- Publisher: Durell Software
- Designer: Clive Townsend
- Composer: Rob Hubbard
- Platforms: Amstrad CPC, MS-DOS, Commodore 64, ZX Spectrum
- Release: 1987
- Genre: Action-adventure
- Mode: Single-player

= Saboteur II: Avenging Angel =

1987 video game

Saboteur II: Avenging Angel, also known as Saboteur 2, is an action-adventure game created by Clive Townsend and released by Durell Software in 1987 for the ZX Spectrum, Amstrad CPC, Commodore 64, and MS-DOS compatible operating systems. A sequel to 1985's Saboteur, the player controls a sister of Ninja from the first game on a mission to avenge his death. Saboteur II was one of the first action-adventure games with a female protagonist and was well received by critics.

== Gameplay ==

The game starts with a drop into the building from a hang glider. Then, while watching out for pumas and robotic guards, the player has to search through the command centre for boxes of supplies. Some of the boxes contain one of 14 pieces of punched tape, which on all but the first level must be collected and taken to the computer terminal. Once this has been achieved, the player must make their way to the bottom centre of the caves, and escape using the motorcycle which can be found there. In all, the site covers over 700 computer screens. There are nine missions of increasing difficulty level (codenamed Rin, Kyo, Toh, Sha, Kai, Jin, Retsu, Zai and Zen), each with more objectives (such as collecting more pieces of punched tape, or having to disable an electrified perimeter fence protecting the tunnel).

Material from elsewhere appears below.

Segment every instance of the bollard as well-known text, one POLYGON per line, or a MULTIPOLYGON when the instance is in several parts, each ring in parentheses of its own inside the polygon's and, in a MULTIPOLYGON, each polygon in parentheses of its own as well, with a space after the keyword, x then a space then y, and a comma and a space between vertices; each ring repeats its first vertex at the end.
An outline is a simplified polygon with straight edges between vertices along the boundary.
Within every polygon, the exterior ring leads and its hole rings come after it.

Map of Saboteur II on the ZX Spectrum loading screen.

== Plot ==
The player takes control of a female ninja named Nina (a sister of Ninja, the deceased hero of the original Saboteur), who must break into a dictator's high-security compound to alter the course of a nuclear ballistic missile and then escape. The enemy's command centre and office complex is being built on top of a mountain filled with tunnels and caverns. An armoury building is on the top left of the mountain, a missile silo is on the top right, while the central top area is still being developed; there is only one way out of the mountain, which is the long entrance tunnel on the bottom left.

== Development and release ==
Saboteur II was one of the first action-adventure games with a female protagonist. According to Luke Plunkett of Kotaku, "for a serious game released in 1987, that was kind of a big deal, especially since she wasn't a princess or cartoon character. She was a ninja". The game's designer Clive Townsend said it was a conscious decision: "I wanted something original, and it seemed quite different to most other games. It's become acceptable now after Tomb Raider, but at the time it was a bit strange. Why shouldn't ninja characters be female?" Nevertheless, the PC version features a male ninja on the cover. Townsend traced the character art for the game's loading screen from an erotic magazine. Saboteur II itself was supposed to be followed by the cancelled Saboteur 3D for the ZX Spectrum, which would feature isometric perspective graphics.

== Reception ==

Initial reviews of the game were positive. For instance, Phil South from Your Sinclair opined that the game was "a fine sequel, but possibly more important, it's a fine game in its own right. Saboteur was an original twist on an old platform riff, so that makes Sab II a double twist with a backflip and a lager chaser!" When the game was re-released in 1989, Your Sinclairs Marcus Berkmann wrote that "if it doesn't perhaps hold up too well now, it's still an entertaining enough chase-and-kick 'em up with the novelty of a female hero".

Review scores
| Publication | Score |
|---|---|
| Crash | 83% |
| Computer and Video Games | 27/40 |
| Your Sinclair | 9/10 80% (re-release) |
| CU Amiga-64 | 81% (re-release) |
| Zzap!64 | 52% (re-release) |
| ASM | 36/40 |

Award
| Publication | Award |
|---|---|
| Your Sinclair | Megagame |

== Legacy ==
A remake of the game was released in 2019 (32 years after the release of the original game) on Steam, Nintendo Switch, PS4, and Xbox One. It came with a few additions like new graphics, many remixes of the original music, and more information on the lore.

Deep Cover (a Saboteur 2 prequel for the ZX Spectrum 128) won Best Text Adventure at the Planeta Sinclair 'Game of the Year' awards 2021.

Following the release of the remake, two sequels were planned: Saboteur SiO was released in 2020 and Saboteur ZERO was slated for a late 2022 release.